These suggestions are taken for the most part from the Mother Songs, some from The Education of Man. Each parent or teacher must use what seems to her or to him most valuable. Some may from the beginning desire to teach the child a baby prayer, or at least to let him hear "God bless you." Others may prefer to wait for a more intelligent stage, perhaps when the child begins to ask the invariable questions—who made the flowers, the animals; who made me? If so, we must remember that children see, and hear, and think, that often in thoughtless ejaculations, or in those of heartfelt thankfulness, children may hear the name of God; that a simple story may have something that stirs thought; that churches are much in evidence; and that the conversation of little playfellows may take an unexpected turn.

To me it seems a great mistake to put before young children ideas which are really beyond the conception of an adult. There are many stories told of how children receive teaching about the Omniscience or Omnipotence of God.
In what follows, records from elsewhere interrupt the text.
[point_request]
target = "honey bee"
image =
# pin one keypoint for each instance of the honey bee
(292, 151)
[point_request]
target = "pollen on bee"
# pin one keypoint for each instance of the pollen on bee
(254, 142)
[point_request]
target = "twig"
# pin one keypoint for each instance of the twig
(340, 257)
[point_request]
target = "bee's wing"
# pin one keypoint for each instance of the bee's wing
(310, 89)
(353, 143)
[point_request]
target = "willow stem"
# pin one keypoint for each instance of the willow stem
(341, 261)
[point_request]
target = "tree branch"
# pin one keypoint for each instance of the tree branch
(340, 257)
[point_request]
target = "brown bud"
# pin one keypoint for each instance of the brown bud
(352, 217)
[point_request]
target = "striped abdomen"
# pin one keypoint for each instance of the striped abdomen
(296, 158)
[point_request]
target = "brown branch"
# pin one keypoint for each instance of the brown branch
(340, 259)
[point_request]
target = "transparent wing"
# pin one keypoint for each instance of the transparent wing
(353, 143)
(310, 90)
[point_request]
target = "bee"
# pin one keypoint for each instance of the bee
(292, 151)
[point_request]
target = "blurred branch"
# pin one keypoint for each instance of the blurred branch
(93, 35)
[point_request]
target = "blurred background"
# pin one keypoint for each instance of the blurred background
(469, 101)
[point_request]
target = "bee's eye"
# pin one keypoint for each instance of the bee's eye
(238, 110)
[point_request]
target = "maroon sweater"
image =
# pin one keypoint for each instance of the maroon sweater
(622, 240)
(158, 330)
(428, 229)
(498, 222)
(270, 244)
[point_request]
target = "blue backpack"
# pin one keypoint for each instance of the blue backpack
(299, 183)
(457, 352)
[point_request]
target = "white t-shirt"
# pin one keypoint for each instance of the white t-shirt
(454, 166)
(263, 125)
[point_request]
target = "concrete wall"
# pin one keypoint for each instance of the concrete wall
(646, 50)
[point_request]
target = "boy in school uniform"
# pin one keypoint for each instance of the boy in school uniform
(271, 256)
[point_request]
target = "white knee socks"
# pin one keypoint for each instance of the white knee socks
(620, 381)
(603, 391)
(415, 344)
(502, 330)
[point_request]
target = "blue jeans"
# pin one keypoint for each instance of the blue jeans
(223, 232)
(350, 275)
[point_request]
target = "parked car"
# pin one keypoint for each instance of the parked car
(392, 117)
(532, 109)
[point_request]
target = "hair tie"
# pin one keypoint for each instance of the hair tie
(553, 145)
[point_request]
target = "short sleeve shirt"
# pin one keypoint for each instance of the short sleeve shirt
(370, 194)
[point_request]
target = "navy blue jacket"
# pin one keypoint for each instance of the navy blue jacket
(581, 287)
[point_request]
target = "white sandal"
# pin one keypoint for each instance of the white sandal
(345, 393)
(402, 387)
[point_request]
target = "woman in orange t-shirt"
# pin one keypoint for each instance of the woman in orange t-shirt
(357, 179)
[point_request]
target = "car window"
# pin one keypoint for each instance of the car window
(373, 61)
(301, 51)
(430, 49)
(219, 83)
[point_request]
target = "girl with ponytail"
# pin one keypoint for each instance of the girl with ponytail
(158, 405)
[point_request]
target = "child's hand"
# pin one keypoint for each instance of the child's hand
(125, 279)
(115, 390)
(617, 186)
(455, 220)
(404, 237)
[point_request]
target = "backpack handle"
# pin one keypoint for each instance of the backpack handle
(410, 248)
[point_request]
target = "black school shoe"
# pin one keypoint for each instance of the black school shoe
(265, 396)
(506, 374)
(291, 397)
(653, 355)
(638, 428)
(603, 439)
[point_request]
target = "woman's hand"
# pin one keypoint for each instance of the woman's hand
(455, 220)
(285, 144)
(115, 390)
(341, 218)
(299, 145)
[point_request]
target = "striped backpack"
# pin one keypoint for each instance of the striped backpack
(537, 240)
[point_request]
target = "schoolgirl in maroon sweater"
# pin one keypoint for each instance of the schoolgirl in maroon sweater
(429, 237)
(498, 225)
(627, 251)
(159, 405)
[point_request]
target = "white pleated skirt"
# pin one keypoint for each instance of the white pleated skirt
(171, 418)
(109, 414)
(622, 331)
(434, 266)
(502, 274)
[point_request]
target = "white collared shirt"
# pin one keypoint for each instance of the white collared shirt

The stories sound irreverent, and are often repeated as highly amusing, but they are really more pathetic. Miss Shinn tells of one poor mite who resented being constantly watched and said, "I will not be so tagged," and another said, "Then I think He's a very rude man," when, in reply to her puzzled questions, she was told that God could see her even in her bath. And the boy who said, "If I had done a thing, could God make it that I hadn't?" must have made his instructor feel somewhat foolish.

It never does harm for us honestly to confess our own limitations and our ignorance, and that is better than weak materialistic explanations, which after all explain nothing. To tell a child that the Great Father is always grieved when we are unkind or cowardly, always ready to help us and to put kindness and bravery into our hearts, that we know He has power to do that if we will let Him, but that His power is beyond our understanding: to say that He is able to keep us in all danger, and that even if we are killed we are safe in His keeping, surely that is enough. He who blessed the children uttered strong words against him who caused the little ones to stumble.

"From every point, from every object of nature and life there is a way to God…. The things of nature form a more beautiful ladder between heaven and earth than that seen by Jacob…. It is decked with flowers, and angels with children's eyes beckon us toward it." This is true, but it does not mean that we are always to be trying to make things sacred, but that we are to realise that all beauty and all knowledge and all sympathy are already sacred, and that to love such things is to love something whereby the Creator makes Himself known to us, that to enjoy them is to enjoy God.

Religion is not always explained as implying the idea of being bound, but sometimes as being set free from the bonds of the lower or animal nature. In this sense Mr. Clutton Brock may well call it "a sacred experience" for the child, when he forgets himself in the beauty of the world. If we could all rise to a wider conception of the meaning of the word religion, we should know that it comes into all the work of the day, that it does not depend alone upon that special Scripture lesson which may become mere routine.

The greatest Teacher of all taught by stories, and when any story deepens our feelings for human nature and our recognition of the heights to which it can rise, when it makes us long for faith, courage, and love to go and do likewise, who shall say that this is not religious teaching, teaching which helps to deliver us from the bonds that hamper spiritual ascent.